Division of Developmental and Behavioral Health, Department of Pediatrics and The Kravis Children's Hospital, New York 10029, USA.
Curr Opin Organ Transplant. 2010 Jun;15(3):288-92. doi: 10.1097/MOT.0b013e32833984a5.
Nonadherence to treatment recommendations, especially when associated with transition to adult care providers, account, by some estimates, for most organ rejections and death in long-term pediatric survivors of solid organ transplantations. It is therefore imperative that providers become familiar with the issues related to those major risks and ways to address them.
It is possible, and important, to routinely measure adherence to medications by using one of several available and proven methods of surveillance. There are numerous ways to improve adherence, and it is in fact possible to improve adherence and therefore outcomes in the transplant setting. The transition to adult services is a vulnerable period. The authors believe that it is possible to improve the transition process, and suggestions are presented in this review. However, solid research into interventions to improve transition is lacking.
Nonadherence to medical recommendations is prevalent and leads to poor outcomes following otherwise successful pediatric transplantation. An especially vulnerable period is the time when a recipient transitions to adult care. Routine monitoring of adherence, evaluating and addressing barriers to adherence, and collaborative, multidisciplinary care are all expected to substantially improve adherence and reduce the risks associated with transition.

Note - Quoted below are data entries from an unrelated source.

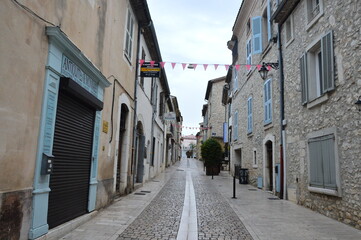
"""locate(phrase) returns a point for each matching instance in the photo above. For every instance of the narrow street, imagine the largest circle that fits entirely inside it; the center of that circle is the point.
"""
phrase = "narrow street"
(184, 203)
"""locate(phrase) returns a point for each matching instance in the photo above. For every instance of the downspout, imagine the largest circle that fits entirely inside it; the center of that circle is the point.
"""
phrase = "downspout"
(135, 107)
(283, 169)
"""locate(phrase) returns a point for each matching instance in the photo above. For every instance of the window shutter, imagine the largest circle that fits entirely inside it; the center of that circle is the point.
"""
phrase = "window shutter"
(235, 124)
(267, 102)
(269, 24)
(316, 172)
(257, 34)
(328, 162)
(250, 115)
(328, 81)
(304, 80)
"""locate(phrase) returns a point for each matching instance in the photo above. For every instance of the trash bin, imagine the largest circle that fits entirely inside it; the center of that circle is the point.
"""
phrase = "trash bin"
(243, 176)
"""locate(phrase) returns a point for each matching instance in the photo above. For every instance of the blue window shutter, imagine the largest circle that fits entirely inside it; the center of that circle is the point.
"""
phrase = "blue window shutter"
(328, 81)
(267, 102)
(235, 124)
(269, 24)
(304, 79)
(328, 162)
(249, 122)
(257, 34)
(316, 171)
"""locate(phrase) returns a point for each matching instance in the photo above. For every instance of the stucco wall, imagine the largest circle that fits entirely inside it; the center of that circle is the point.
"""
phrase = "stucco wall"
(339, 111)
(250, 84)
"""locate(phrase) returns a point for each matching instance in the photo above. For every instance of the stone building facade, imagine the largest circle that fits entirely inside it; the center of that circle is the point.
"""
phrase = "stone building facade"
(67, 105)
(215, 110)
(321, 54)
(253, 103)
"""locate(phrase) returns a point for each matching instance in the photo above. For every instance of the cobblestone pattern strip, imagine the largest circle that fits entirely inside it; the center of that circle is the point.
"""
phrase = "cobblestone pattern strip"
(216, 218)
(161, 218)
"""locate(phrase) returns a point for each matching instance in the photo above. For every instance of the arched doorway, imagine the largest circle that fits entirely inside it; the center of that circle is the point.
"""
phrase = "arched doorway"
(124, 112)
(269, 162)
(140, 146)
(269, 165)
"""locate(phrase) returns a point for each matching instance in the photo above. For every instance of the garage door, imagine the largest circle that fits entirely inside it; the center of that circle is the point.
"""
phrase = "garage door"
(72, 150)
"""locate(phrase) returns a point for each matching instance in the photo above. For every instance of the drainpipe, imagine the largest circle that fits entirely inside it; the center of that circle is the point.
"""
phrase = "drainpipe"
(135, 103)
(283, 169)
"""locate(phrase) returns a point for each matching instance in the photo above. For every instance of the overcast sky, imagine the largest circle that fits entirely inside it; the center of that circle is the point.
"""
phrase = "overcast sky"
(193, 31)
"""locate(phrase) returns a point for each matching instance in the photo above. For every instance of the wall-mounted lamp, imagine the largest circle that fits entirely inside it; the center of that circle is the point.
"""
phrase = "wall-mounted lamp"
(263, 71)
(358, 103)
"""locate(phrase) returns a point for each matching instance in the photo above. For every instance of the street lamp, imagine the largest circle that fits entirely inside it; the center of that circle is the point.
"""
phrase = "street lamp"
(358, 103)
(263, 71)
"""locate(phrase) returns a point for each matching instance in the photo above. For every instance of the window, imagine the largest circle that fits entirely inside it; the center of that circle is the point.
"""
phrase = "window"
(289, 29)
(255, 158)
(257, 35)
(317, 69)
(235, 79)
(142, 78)
(268, 101)
(248, 25)
(235, 126)
(249, 52)
(129, 34)
(161, 103)
(249, 118)
(314, 9)
(322, 162)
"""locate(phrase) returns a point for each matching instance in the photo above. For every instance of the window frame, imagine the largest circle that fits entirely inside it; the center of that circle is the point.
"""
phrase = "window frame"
(235, 126)
(313, 187)
(291, 30)
(129, 35)
(316, 75)
(267, 102)
(311, 18)
(249, 115)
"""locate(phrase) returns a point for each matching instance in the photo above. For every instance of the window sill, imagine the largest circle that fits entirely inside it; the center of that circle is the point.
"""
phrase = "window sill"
(289, 42)
(317, 101)
(314, 20)
(267, 126)
(324, 191)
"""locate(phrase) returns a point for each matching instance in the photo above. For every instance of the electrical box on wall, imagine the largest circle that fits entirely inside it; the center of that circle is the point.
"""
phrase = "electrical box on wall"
(47, 164)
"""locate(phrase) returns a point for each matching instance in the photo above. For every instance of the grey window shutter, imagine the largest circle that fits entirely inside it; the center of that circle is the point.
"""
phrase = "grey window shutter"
(257, 34)
(269, 23)
(328, 162)
(304, 79)
(328, 79)
(316, 169)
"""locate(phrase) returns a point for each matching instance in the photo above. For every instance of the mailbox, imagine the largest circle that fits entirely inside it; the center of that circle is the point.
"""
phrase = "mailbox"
(47, 164)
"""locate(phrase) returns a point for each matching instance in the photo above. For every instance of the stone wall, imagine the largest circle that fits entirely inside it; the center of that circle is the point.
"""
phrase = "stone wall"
(250, 84)
(337, 110)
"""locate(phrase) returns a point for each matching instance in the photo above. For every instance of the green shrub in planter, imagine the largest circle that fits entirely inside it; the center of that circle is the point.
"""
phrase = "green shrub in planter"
(212, 154)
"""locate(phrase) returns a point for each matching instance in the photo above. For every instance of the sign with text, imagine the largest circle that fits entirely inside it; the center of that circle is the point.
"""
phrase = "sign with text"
(169, 116)
(149, 70)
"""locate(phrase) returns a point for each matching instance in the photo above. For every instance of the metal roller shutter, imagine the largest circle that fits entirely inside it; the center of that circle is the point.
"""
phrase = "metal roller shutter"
(72, 149)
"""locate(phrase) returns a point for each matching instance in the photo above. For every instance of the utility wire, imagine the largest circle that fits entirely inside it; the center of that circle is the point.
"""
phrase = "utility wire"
(31, 12)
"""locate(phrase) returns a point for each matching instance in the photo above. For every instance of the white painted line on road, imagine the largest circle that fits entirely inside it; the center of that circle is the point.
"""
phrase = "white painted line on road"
(188, 228)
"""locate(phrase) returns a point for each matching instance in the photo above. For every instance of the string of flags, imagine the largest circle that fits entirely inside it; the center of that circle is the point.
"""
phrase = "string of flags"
(185, 127)
(205, 65)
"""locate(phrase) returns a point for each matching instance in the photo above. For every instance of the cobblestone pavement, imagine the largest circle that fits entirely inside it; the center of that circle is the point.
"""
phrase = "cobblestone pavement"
(161, 218)
(216, 218)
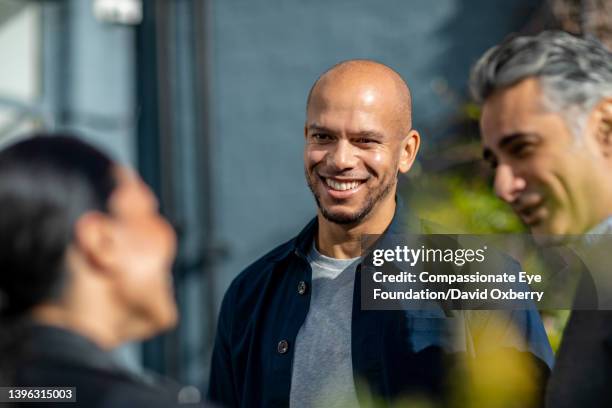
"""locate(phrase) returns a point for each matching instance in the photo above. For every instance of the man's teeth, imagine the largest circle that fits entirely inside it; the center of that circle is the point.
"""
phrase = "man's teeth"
(336, 185)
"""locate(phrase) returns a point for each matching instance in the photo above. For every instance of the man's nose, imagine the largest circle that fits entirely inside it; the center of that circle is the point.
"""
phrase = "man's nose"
(508, 185)
(343, 157)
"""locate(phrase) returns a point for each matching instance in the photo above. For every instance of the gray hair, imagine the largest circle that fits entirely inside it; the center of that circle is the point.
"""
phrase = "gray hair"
(574, 73)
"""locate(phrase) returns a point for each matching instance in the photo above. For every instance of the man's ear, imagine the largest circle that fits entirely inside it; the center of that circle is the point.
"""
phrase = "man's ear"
(93, 236)
(603, 130)
(409, 150)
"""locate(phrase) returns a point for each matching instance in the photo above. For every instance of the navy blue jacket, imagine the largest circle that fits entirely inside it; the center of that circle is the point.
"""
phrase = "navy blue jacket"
(395, 353)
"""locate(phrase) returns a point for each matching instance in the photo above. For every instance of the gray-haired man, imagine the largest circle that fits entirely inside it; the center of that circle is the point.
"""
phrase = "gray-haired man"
(547, 131)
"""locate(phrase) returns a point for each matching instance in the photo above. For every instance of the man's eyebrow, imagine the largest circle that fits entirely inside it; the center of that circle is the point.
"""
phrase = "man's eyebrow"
(318, 128)
(508, 139)
(369, 134)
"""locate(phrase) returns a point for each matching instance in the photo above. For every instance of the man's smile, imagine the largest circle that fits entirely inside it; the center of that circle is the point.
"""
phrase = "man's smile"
(342, 188)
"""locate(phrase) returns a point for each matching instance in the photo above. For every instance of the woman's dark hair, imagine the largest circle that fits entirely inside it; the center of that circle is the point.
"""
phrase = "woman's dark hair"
(46, 183)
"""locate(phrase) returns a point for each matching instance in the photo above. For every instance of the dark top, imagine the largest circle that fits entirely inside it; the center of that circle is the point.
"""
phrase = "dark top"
(43, 356)
(394, 352)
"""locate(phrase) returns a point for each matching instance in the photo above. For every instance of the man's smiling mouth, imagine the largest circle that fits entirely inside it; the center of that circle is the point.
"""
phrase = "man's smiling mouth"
(342, 185)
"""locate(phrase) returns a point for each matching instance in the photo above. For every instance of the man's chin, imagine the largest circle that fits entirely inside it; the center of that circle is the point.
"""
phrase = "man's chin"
(342, 217)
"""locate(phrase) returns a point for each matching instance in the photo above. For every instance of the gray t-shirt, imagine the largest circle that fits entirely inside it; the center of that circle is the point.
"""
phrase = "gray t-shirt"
(322, 373)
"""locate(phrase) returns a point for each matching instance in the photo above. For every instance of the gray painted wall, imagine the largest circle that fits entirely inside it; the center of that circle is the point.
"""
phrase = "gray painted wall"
(266, 56)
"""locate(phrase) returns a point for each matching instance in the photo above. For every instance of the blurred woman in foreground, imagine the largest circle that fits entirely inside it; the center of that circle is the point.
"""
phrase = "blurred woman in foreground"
(85, 266)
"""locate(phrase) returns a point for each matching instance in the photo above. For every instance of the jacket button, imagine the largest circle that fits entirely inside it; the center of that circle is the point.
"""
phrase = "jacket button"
(283, 347)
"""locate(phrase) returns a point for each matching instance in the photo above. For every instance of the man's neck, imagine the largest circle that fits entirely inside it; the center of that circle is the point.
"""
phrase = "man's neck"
(344, 241)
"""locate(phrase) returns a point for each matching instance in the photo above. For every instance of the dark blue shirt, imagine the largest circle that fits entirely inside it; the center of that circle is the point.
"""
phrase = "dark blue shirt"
(395, 352)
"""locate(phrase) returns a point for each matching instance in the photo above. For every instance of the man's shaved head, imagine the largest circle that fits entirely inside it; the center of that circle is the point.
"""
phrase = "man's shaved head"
(359, 136)
(367, 73)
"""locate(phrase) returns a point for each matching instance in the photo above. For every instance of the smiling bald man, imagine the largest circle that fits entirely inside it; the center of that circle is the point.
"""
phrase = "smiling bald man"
(291, 329)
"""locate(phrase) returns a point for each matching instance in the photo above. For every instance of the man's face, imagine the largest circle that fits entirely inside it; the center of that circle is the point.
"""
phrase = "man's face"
(145, 246)
(548, 176)
(352, 152)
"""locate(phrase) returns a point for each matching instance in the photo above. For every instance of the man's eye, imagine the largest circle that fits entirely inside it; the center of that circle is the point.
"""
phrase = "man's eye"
(321, 137)
(521, 149)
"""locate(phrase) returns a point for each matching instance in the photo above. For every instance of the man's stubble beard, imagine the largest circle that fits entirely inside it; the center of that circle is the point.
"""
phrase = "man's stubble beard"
(347, 219)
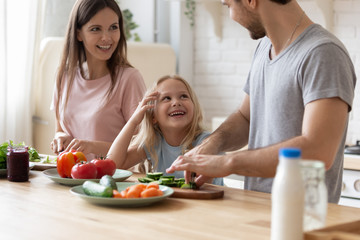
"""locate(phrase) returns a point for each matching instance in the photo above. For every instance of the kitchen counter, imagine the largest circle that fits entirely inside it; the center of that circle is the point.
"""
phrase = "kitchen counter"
(43, 209)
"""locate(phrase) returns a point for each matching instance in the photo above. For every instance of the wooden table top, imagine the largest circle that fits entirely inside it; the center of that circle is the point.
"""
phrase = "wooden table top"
(43, 209)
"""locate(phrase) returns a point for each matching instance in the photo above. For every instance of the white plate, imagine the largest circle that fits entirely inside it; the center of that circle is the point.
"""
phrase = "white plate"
(3, 171)
(119, 175)
(122, 202)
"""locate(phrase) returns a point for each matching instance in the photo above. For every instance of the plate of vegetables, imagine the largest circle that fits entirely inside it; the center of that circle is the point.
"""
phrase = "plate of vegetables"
(99, 194)
(119, 175)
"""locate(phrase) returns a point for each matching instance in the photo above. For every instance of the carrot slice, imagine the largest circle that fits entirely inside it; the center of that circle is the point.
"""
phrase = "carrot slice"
(150, 192)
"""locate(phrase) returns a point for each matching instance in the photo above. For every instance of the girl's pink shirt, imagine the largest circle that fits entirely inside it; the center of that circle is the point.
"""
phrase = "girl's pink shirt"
(88, 117)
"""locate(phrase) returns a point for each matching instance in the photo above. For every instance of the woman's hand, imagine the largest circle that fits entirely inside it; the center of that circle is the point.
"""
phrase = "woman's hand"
(80, 145)
(60, 142)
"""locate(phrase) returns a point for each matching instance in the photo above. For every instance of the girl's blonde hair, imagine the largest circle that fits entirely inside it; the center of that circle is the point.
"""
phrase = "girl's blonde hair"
(149, 134)
(73, 55)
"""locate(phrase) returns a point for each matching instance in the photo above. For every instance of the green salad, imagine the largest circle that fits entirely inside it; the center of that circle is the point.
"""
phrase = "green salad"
(33, 154)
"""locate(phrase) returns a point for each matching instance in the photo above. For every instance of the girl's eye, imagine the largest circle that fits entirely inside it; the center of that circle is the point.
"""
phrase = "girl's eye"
(184, 96)
(95, 29)
(114, 27)
(166, 98)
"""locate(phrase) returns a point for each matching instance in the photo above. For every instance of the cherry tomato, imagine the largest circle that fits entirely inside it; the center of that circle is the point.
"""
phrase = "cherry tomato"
(104, 166)
(66, 160)
(84, 170)
(78, 156)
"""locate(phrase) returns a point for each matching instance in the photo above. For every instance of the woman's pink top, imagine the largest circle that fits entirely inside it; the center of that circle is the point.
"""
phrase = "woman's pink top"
(89, 116)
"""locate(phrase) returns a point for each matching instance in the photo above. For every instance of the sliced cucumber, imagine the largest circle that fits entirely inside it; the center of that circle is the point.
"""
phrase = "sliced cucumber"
(155, 175)
(108, 181)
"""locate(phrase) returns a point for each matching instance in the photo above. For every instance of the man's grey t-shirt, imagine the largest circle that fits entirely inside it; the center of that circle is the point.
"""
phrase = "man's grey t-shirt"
(315, 66)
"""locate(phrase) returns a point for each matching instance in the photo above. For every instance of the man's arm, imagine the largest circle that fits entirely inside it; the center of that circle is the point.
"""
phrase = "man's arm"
(323, 127)
(231, 135)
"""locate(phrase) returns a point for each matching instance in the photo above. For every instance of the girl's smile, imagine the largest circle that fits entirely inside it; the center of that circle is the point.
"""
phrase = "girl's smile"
(174, 108)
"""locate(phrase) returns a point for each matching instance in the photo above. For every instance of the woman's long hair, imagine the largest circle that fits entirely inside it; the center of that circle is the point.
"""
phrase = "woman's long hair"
(73, 55)
(149, 133)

不遵守治疗建议,尤其是在向成人提供者过渡时,据一些估计,导致大多数实体器官移植后长期儿科幸存者的器官排斥和死亡。因此,提供者必须熟悉与这些主要风险相关的问题以及解决这些问题的方法。
通过使用几种现有的、经过验证的监测方法中的一种,常规测量药物的依从性是可能的,也是很重要的。有很多方法可以提高依从性,事实上,在移植环境中提高依从性并因此改善预后是可能的。向成人服务的过渡是一个脆弱的时期。作者认为,改善过渡过程是可能的,在本综述中提出了一些建议。然而,缺乏改善过渡的干预措施的扎实研究。
不遵守医疗建议在儿童期成功接受移植后很常见,导致预后不良。一个特别脆弱的时期是受者过渡到成人护理的时候。常规监测依从性、评估和解决依从性障碍,以及协作、多学科护理,都有望显著提高依从性,并降低与过渡相关的风险。